One piece of the Old World remains however: stunningly enormous collections of spires that seem to pierce the sky. Clusters of them stand like giant artificial forests in what clearly used to be inhabited lands, but where no one has lived in existing memory. Some of these towering cities are by the coast, now standing in an ocean bay that rose up with the sea to consume them, some are inland at the bottoms of natural basins now overgrown with unending forests. The people of this new world almost worship the amazing beings that must have created these enormous structures and mourn that this era of their history is long since past.
Question: How many years from today could this realistically be while keeping the cityscapes recognizable for what they were?

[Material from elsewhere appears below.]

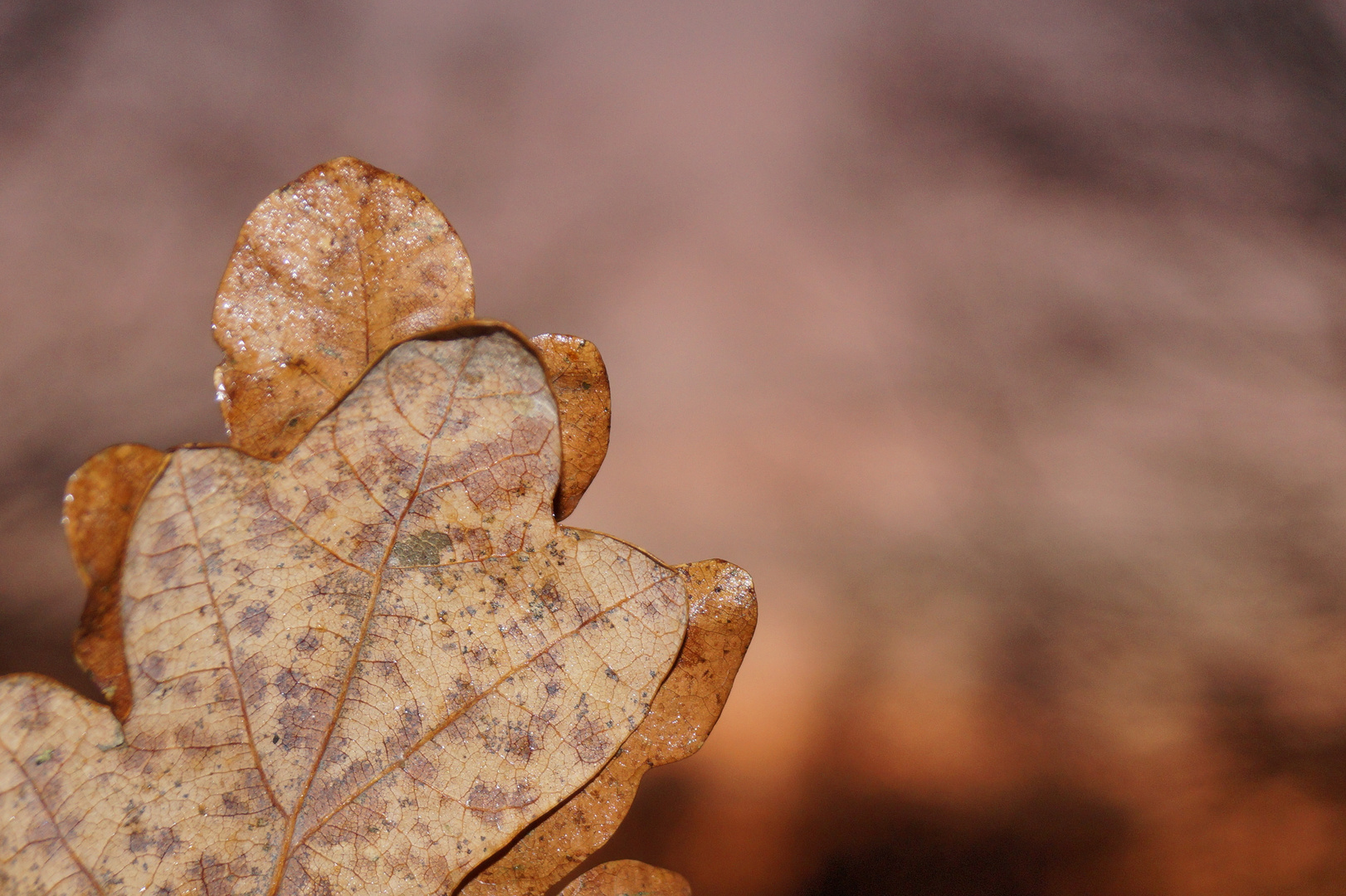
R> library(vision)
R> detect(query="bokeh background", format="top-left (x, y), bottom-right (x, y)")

Assuming contemporary cities built using modern construction techniques and materials, how long could a place like Hong Kong, London, New York, Atlanta, or Tokyo be expected to be recognizable as cities? I'm specifically interested in how long the taller buildings might last, structures that would create a "ruined skyline" effect.
They don't need to be livable by any means, nor do the buildings need to be structurally sound (in fact collapses could be a good thing, plot wise). Think how today we look at the ruins of ancient Rome and the Parthenon in Athens: definitely ruins, but clearly recognizable for what they were and testaments to the skill of their builders.
I'm not looking for an exact number of course, but something at least in the order of magnitude. Could I say this is five hundred years in the future? A thousand? Or is only a single hundred years more realistic?